Little Change in Social Security Solvency
The 2005 Social Security Trustees Report shows little change
in the projected financial status of the Social Security program
over last year. The Trustees Report projects that the Social Security
Trust Fund will be exhausted in 2041 - one year sooner than last
year’s projection. The Trustees recommend that projected
trust fund deficits be addressed in a timely way to allow for gradual
changes and advance notice to workers.
In the 2005 Annual
Report to Congress, the Trustees announced:
The projected point at which tax revenues will fall below
program costs comes in 2017 – one year earlier than the
projection in last year’s report.
The projected point at which the Trust Funds will be exhausted
comes in 2041 – also one year earlier than the projection
in last year’s report.
The projected actuarial deficit over the 75-year long-range
period is 1.92 percent of taxable payroll, slightly higher
than the estimate in last year’s report and the same
as in the 2003 Trustees Report.
- Over the 75-year period, the Trust Funds require additional
revenue equivalent to $4.0 trillion in today’s dollars
to pay all scheduled benefits.
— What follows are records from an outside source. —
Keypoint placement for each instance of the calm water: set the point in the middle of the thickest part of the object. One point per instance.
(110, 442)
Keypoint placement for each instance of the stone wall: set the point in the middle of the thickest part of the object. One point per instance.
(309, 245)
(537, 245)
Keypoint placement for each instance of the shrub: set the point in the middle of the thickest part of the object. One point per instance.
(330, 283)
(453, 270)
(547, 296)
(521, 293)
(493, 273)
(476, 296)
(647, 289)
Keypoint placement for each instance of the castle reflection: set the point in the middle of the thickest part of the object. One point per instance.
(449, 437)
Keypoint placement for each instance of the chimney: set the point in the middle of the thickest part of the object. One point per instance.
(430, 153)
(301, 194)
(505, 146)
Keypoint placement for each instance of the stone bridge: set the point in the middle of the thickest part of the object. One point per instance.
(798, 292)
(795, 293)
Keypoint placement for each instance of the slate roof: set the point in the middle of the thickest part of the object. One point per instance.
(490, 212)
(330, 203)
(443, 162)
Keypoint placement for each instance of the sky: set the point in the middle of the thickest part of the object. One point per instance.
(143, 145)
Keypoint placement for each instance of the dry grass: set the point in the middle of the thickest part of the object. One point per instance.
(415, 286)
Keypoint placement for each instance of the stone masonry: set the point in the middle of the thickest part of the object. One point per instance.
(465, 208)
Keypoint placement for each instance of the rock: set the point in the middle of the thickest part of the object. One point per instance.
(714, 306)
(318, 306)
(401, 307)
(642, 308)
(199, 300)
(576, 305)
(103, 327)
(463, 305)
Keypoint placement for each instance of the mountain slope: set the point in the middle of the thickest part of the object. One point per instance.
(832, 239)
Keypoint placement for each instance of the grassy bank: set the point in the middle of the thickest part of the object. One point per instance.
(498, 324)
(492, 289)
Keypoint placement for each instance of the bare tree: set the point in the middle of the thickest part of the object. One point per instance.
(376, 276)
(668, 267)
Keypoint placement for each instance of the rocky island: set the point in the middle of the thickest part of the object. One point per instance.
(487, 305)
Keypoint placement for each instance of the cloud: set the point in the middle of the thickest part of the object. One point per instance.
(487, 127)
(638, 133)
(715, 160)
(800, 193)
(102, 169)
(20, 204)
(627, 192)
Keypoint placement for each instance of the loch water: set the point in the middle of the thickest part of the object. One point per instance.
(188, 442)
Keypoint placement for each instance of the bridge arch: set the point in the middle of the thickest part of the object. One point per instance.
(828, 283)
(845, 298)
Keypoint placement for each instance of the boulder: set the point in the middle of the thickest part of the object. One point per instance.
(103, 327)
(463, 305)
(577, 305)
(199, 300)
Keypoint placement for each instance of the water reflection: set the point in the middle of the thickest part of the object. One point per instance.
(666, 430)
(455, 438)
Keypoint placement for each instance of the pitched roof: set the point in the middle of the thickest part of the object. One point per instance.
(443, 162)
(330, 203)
This unfunded obligation is $300
billion higher than the amount estimated last year.
“For nearly 70 years, Social Security has provided financial
security to American workers and their families,” said Jo
Anne Barnhart, Commissioner of Social Security. “Our
grandparents and parents were confident that Social Security would
be there for them. Current retirees and near retirees can
be just as confident. But for our children and grandchildren,
unless changes are made, this report shows that their promised
benefits are not secure. I am confident that by coming together
in a bipartisan way we can ensure that Social Security continues
to provide financial security for future generations.”
Other highlights of the Trustees Report include:
Income to the combined Old-Age and Survivors, and Disability
Insurance (OASDI) Trust Funds amounted to $658 billion in 2004.
During the year, an estimated 157 million people had earnings
covered by Social Security and paid payroll taxes.
The Trust Funds paid benefits of more than $493 billion in
calendar year 2004. There were 48 million beneficiaries at
the end of the calendar year.
The cost of $4.5 billion to administer the program in 2004
was a very low 0.9 percent of total expenditures.
Total expenditures from the combined OASDI Trust Funds amounted
to $502 billion in 2004.
The assets of the combined OASDI Trust Funds increased by $156
billion in 2004 to a total of $1.7 trillion.
Interest earned on the invested assets of the combined Trust
Funds was $89 billion in 2004. The combined Trust Fund assets
earned interest at an effective annual rate of 5.7 percent.
- The changes in key dates for the combined Trust Funds are due
to updated economic data from last year's report.
The Board of Trustees is comprised of six members. Four serve
by virtue of their positions with the federal government: John
W. Snow, Secretary of the Treasury and Managing Trustee; Jo Anne
Barnhart, Commissioner of Social Security; Michael O. Leavitt,
Secretary of Health and Human Services; and Elaine L. Chao, Secretary
of Labor. The other two members, appointed by the President and
confirmed by the Senate, are John L. Palmer and Thomas R. Saving.
The 2005 Trustees Report is posted at www.socialsecurity.gov/OACT/TR/TR05/index.html.